From 4962b5a7ce4a73e404fe6eee57676eedb4ea3096 Mon Sep 17 00:00:00 2001
From: Joseph Cook <33655003+jmcook1186@users.noreply.github.com>
Date: Fri, 2 Sep 2022 13:19:19 +0100
Subject: [PATCH] docs: add page on pruning a geth node (#25602)

Adds a page with brief instructions for pruning a geth node.
Also intended for use on new site.
---
 docs/_interface/pruning.md | 91 ++++++++++++++++++++++++++++++++++++++
 1 file changed, 91 insertions(+)
 create mode 100644 docs/_interface/pruning.md

diff --git a/docs/_interface/pruning.md b/docs/_interface/pruning.md
new file mode 100644
index 0000000000..22792d9037
--- /dev/null
+++ b/docs/_interface/pruning.md
@@ -0,0 +1,91 @@
+---
+title: Pruning
+sort key: F
+---
+
+
+{% include note.html content="Offline pruning is only for the hash-based state scheme. 
+Soon, we will have a path-based state scheme which enables the pruning by default.

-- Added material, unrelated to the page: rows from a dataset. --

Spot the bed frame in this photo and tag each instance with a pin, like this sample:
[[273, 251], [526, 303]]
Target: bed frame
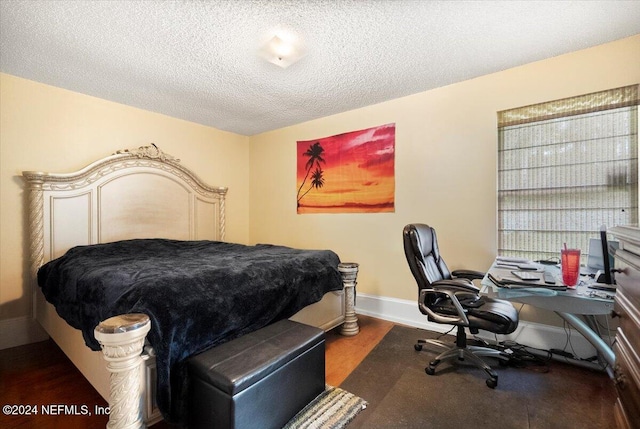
[[138, 193]]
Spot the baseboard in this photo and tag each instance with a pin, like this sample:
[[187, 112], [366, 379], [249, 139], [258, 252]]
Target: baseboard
[[20, 331], [531, 334]]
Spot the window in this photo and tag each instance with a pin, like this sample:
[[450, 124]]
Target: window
[[565, 168]]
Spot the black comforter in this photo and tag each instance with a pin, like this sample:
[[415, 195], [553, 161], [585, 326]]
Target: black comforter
[[197, 294]]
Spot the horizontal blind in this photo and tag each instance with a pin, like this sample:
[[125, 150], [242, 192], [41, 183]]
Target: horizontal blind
[[564, 169]]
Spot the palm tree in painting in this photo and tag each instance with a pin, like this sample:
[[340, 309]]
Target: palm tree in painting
[[317, 181], [314, 153]]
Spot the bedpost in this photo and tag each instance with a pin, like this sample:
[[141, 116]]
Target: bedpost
[[122, 340], [223, 220], [349, 272], [36, 230]]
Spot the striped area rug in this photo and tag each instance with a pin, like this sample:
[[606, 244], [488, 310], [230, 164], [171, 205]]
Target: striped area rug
[[332, 409]]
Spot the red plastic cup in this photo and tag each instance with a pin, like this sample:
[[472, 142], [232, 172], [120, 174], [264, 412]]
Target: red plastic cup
[[570, 260]]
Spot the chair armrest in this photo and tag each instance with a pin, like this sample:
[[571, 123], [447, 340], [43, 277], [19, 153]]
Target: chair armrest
[[468, 274], [461, 319]]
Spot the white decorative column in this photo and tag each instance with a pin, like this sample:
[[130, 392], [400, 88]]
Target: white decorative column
[[122, 341], [349, 272]]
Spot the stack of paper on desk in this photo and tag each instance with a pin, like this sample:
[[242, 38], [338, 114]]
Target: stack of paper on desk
[[514, 283], [519, 263]]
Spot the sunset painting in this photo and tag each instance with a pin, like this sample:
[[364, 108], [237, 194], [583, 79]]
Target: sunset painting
[[347, 173]]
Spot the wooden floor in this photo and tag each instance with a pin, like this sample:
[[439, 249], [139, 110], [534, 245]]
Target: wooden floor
[[40, 377]]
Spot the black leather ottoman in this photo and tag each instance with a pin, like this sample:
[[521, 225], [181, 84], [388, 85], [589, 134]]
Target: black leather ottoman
[[260, 380]]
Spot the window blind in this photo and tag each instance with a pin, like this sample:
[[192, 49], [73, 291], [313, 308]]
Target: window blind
[[565, 168]]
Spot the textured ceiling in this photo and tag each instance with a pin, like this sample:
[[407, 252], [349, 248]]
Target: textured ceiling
[[198, 60]]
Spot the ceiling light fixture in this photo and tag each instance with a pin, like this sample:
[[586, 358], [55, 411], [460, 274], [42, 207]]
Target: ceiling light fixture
[[282, 52]]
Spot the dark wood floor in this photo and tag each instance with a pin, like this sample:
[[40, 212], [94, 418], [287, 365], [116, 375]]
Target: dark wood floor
[[39, 374]]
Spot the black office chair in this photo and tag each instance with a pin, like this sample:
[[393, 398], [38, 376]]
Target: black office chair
[[451, 298]]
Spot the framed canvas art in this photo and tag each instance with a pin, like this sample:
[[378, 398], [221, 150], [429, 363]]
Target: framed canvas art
[[352, 172]]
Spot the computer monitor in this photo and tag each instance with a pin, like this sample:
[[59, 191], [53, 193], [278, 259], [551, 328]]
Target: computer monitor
[[600, 259]]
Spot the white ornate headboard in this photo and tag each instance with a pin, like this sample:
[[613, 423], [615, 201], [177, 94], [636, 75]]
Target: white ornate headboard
[[138, 193]]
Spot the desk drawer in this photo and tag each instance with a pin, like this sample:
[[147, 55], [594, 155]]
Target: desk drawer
[[627, 377]]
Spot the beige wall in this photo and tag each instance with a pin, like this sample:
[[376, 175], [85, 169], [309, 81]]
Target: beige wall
[[50, 129], [445, 164], [446, 145]]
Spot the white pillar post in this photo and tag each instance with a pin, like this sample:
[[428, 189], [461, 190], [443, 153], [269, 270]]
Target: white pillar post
[[349, 272], [122, 340]]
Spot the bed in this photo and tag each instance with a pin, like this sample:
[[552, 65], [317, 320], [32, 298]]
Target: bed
[[123, 199]]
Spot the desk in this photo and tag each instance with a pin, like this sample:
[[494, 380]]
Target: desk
[[575, 306]]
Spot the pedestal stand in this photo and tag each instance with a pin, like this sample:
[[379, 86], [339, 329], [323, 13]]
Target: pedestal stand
[[122, 340], [349, 271]]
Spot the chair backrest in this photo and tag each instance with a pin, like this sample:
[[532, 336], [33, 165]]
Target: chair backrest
[[423, 256]]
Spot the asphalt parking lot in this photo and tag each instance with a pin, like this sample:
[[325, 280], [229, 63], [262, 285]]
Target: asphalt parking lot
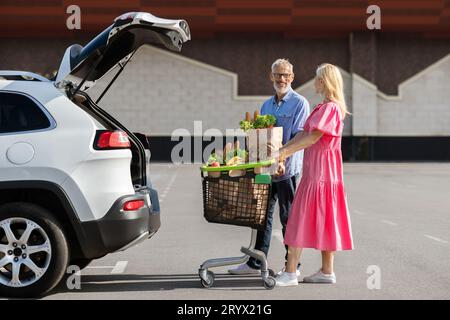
[[400, 217]]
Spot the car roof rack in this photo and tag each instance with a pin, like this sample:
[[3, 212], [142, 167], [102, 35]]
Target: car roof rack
[[21, 76]]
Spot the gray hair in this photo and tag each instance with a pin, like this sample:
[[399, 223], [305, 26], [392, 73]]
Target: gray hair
[[282, 62]]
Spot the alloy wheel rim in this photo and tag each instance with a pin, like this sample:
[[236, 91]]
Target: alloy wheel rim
[[25, 252]]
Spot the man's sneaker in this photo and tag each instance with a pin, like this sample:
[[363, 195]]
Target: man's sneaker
[[320, 277], [285, 280], [244, 269], [297, 272]]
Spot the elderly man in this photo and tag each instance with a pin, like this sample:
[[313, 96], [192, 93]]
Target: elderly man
[[291, 110]]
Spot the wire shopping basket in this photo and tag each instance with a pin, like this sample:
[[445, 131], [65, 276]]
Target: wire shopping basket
[[237, 195], [241, 201]]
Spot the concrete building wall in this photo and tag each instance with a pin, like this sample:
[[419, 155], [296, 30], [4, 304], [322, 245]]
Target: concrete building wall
[[160, 92]]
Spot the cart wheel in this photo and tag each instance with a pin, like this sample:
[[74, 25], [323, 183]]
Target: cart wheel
[[269, 283], [208, 282]]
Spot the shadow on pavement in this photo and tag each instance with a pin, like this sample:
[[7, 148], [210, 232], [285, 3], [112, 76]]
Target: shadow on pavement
[[134, 282]]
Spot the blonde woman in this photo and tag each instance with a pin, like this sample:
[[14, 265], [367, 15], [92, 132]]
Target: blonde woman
[[319, 215]]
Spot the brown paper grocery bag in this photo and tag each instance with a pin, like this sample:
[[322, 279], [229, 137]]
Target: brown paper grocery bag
[[262, 143]]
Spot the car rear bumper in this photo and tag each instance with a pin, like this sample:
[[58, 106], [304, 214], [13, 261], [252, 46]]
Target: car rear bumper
[[118, 229]]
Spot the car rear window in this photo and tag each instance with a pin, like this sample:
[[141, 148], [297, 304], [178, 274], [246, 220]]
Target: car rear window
[[20, 113]]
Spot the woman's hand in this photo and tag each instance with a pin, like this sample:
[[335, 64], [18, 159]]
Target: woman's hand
[[281, 169]]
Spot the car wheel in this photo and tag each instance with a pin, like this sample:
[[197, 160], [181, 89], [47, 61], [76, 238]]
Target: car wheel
[[33, 250]]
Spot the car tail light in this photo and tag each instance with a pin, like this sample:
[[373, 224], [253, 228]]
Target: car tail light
[[133, 205], [107, 140]]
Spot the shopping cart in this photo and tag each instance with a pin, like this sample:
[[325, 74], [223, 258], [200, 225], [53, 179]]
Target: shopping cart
[[237, 195]]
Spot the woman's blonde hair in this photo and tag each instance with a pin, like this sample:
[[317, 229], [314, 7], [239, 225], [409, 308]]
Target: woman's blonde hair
[[333, 89]]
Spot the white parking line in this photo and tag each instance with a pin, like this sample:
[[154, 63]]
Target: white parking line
[[435, 239], [119, 267], [359, 212], [389, 222]]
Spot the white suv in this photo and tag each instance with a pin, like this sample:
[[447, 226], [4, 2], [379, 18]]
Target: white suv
[[74, 182]]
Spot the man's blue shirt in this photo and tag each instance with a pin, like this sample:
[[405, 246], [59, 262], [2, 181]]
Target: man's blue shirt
[[291, 113]]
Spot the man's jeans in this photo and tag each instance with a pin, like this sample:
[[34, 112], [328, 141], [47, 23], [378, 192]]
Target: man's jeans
[[284, 192]]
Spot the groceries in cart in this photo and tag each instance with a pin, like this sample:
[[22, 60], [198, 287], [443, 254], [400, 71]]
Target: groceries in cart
[[236, 189], [262, 141]]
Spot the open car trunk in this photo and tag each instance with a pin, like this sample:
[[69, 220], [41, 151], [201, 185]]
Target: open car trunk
[[82, 67]]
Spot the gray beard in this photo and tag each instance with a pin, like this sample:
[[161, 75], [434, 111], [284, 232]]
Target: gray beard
[[281, 91]]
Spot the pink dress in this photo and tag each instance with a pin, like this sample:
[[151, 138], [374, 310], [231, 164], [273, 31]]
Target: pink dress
[[319, 215]]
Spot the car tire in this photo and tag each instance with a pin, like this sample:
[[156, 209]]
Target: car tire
[[46, 246]]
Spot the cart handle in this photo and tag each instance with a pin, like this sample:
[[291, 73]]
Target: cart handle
[[244, 166]]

+Once the hash-based state scheme is no longer supported, offline pruning will be deprecated." %}
+
+
+A snap-sync'd Geth node currently requires more than 650 GB of disk space to store the 
+historic blockchain data. With default cache size the database grows by about 14 GB/week. 
+This means that Geth users will rapidly run out of space on 1TB hard drives. To solve this 
+problem without needing to purchase additional hardware, Geth can be pruned. Pruning is the 
+process of erasing older data to save disk space. Since Geth `v1.10`, users have been able 
+to trigger a snapshot offline prune to bring the total storage back down to the original 
+~650 GB in about 4-5 hours. This has to be done periodically to keep the total disk storage 
+within the bounds of the local hardware (e.g. every month or so for a 1TB disk).
+
+To prune a Geth node at least 40 GB of free disk space is recommended. This means pruning 
+cannot be used to save a hard drive that has been completely filled. A good rule of thumb 
+is to prune before the node fills ~80% of the available disk space.
+
+## Pruning rules
+
+1) Do not try to prune an archive node. Archive nodes need to maintain ALL historic data by 
+   definition.
+2) Ensure there is at least 40 GB of storage space still available on the disk that will be 
+   pruned. Failures have been reported with ~25GB of free space.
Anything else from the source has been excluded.